Alan Clay, former Schwinn enthusiast and salesman, now a divorcee/self-employed consultant holding on to his last strands of dignity, travels to Saudi Arabia to pitch a proposal to King Abdullah. There, he leads a team of three young (that is, younger than Alan) people as they prepare their IT presentation--a holographic teleconference--that, if impressive enough to the king, would give their company sole IT responsibility in the king's pet project, King Abdullah Economic City (KAEC).
Day after day, Alan and his team gather in a tent in the city, waiting for the king, whose schedule is never set in stone. In a series of flashbacks and letters written to his grown daughter, we learn about Alan's rise and fall in the business world, his failed relationship, and the unfortunate dip his life has taken as of late.
Areas of the book meander here and there--Alan befriends a young Saudi man, confronts a lump on the back of his neck, and meets several women of varying romantic interest--but the essence remains: what has become of the America and the American Dream that Alan knew so well when he first became a salesman? If the Saudi desert seems like a strange place to ponder this, well, it is.

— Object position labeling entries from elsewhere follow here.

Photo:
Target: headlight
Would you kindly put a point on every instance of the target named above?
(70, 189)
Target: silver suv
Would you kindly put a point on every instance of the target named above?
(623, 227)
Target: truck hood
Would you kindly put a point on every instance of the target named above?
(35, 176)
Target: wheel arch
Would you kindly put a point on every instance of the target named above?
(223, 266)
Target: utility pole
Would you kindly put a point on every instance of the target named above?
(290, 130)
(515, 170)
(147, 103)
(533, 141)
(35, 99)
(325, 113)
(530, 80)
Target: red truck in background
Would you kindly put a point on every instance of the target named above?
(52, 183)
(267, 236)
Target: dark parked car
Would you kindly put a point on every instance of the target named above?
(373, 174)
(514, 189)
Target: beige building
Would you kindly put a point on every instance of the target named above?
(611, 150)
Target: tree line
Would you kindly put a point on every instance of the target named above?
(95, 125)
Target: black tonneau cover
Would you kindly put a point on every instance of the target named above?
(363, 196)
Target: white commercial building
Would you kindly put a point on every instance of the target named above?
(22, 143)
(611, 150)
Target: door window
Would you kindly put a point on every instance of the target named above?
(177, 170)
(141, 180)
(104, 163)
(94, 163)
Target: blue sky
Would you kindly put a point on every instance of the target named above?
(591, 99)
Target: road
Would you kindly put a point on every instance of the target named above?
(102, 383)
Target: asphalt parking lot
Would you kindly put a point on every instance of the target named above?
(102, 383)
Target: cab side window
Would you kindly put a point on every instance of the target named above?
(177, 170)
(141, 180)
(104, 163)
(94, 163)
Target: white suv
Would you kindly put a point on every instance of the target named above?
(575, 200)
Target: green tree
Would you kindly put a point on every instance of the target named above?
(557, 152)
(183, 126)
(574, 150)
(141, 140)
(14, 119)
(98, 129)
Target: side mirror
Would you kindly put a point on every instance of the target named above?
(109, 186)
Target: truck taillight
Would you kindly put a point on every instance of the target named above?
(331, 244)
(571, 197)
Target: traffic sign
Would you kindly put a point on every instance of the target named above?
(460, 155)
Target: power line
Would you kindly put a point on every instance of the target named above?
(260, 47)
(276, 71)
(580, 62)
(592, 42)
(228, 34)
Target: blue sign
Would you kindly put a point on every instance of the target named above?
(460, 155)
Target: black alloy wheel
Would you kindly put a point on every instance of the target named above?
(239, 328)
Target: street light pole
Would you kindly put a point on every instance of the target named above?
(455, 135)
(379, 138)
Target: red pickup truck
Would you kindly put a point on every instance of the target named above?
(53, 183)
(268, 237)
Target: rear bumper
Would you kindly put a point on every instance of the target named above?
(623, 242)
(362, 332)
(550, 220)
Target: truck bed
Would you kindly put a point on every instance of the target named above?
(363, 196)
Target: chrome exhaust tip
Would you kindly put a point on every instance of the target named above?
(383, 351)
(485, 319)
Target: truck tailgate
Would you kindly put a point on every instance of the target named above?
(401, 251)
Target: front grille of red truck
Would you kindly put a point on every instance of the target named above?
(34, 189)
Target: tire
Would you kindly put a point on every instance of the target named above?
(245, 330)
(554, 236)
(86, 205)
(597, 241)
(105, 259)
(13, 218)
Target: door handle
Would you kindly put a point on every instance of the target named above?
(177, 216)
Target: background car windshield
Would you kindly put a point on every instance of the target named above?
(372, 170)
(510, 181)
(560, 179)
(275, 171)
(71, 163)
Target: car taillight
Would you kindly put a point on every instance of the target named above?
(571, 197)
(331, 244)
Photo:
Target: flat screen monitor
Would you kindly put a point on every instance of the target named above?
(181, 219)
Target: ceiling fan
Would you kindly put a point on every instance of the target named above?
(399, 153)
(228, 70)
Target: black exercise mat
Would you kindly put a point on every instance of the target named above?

The minimalist approach and language mirror the physical landscape in the book--sweeping expanses of beige broken by stilted dialogue. Despite being 312 pages, this was a quick read with lots of page breaks. Several of the story detours felt out of place, but the pacing ensured these didn't last long.
Is this a particularly memorable read? No. I'm not a middle-aged white guy or a member of the Corporate America Club by any means. Still, I enjoyed this book for what it is and for the week of warm weather it gave my imagination.